Here in April, we are focusing on Diet and Exercise and how they effect your health conditions. Well, I’ve already been focusing on that every month this year. And the result is that I’ve successfully managed to lose at least 18 pounds so far. Just another nine pounds and I will have achieved a 10 percent weight reduction since January. A realistic goal for me would be to achieve a 20 to 30 percent reduction, perhaps by the end of the year.
In the past month or so, I’ve been making the doctor rounds, seeing each of the folks which whom I manage my various health conditions. This was the first time I looked forward to measuring my weight on the doctor’s scale. While at my primary care doctor’s office I even asked, “could you tell me what I weighed last year?” That’s when I learned that I’ve actually lost 30 pounds since February 2009. Cool!
So this time when I saw my rheumatologist, I wasn’t fearful of the severe warnings to lose weight. She has been on me for the past two years with that recommendation. I even missed or postponed some appointments last year because I didn’t want to face her yet again without any progress made. This year was different!!
After we discuss how I’ve been faring since the Rituxan infusions (which is pretty good) and that I’m ready to deplete some more B-cells on schedule in May, I break the news. “By the way, turns out I’ve lost 30 pounds since last year,” I smile.
“I thought you looked like you had lost some weight. Good for you. You know that losing weight will lower the amount of tumor necrosis factor and inflammation in your body and that will positively impact your RA.”
Side note: Tumor necrosis factor is the substance which the majority of RA biologic drugs are designed to inhibit. It is produced in abundance in visceral (abdominal) fat along with Interleukin-6 and other inflammatory proteins.
As a person living with MS, I cannot take advantage of anti-TNF drugs because of neurological side-effects. But reducing the fat which lines my organs will serve a similar purpose in reducing the inflammatory cytokines which increase the risk of cardiovascular disease, in addition to aggravating rheumatoid arthritis.
Another benefit will be that my cholesterol levels should go down as more abdominal fat is eliminated through simple dietary changes (basically just keeping track of what I eat). Recent blood tests showed by my HDL “good” cholesterol is low and that my LDL “bad” cholesterol is high.
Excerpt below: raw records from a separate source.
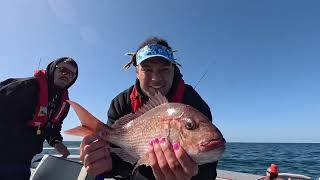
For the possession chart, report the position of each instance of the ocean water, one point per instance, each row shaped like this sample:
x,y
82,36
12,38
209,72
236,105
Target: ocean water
x,y
255,158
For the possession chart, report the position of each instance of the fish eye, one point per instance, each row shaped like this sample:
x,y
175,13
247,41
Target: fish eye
x,y
190,124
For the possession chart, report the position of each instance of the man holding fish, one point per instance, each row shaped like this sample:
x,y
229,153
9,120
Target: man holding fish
x,y
160,124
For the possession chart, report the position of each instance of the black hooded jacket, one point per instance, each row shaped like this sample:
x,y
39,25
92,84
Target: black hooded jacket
x,y
121,105
18,100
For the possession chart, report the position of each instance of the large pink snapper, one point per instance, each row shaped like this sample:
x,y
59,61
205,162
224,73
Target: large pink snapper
x,y
158,118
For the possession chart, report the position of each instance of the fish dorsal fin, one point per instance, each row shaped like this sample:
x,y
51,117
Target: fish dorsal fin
x,y
153,102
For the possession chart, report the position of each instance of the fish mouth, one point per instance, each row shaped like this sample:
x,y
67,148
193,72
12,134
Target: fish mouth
x,y
212,144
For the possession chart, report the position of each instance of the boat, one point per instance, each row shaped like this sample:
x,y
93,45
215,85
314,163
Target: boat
x,y
54,167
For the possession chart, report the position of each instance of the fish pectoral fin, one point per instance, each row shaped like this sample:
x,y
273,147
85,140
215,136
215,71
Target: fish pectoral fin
x,y
142,161
124,155
79,131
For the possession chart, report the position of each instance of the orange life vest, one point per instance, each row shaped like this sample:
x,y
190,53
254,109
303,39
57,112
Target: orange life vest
x,y
40,118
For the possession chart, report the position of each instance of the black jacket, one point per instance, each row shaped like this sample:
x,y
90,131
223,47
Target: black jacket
x,y
121,106
18,99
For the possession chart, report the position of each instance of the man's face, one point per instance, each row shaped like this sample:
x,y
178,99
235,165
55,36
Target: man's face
x,y
64,74
155,75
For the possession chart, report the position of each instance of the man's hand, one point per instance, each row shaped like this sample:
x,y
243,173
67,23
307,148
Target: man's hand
x,y
170,162
62,149
95,155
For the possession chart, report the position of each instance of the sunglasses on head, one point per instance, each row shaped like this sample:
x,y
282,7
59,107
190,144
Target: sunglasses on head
x,y
66,71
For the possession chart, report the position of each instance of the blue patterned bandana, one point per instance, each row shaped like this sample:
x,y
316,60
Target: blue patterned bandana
x,y
154,50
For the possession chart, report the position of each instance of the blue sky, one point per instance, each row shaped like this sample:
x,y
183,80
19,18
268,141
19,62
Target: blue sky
x,y
262,57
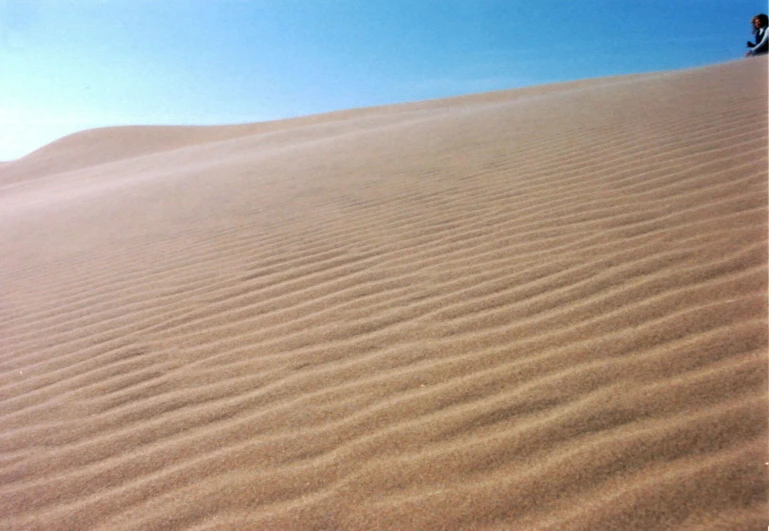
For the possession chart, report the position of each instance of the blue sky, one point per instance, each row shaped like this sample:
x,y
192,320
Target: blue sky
x,y
68,65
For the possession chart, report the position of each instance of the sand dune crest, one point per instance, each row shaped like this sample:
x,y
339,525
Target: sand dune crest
x,y
534,309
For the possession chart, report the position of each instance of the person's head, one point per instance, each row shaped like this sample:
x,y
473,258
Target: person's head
x,y
760,21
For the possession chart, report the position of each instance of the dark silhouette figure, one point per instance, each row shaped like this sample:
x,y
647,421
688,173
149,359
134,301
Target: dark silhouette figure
x,y
761,46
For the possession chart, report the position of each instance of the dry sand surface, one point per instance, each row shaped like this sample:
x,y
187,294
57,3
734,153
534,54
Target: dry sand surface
x,y
535,309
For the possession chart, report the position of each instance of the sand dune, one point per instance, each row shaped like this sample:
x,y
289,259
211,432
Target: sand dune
x,y
535,309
Increased exercise (which I still need to focus on more) should help to bring up the HDL levels.
The nice thing about all of this is that now I weigh just about what I did when I was first diagnosed with RA. I’ve still got a long ways to go before I’m in a healthy weight range with desirable body fat percentage or body mass index. But it will come and I’ll return to that girl/woman who has the naturally wide hips, stout thighs, but skinny waist which always creates an interesting wardrobe dilemma.
Yep, I’ll say it outloud. Bring on the out-of-proportion waist!! Because, it will mean less immune activity and inflammation floating through my body tissues, which can only mean good things for the two inflammatory diseases I face everyday.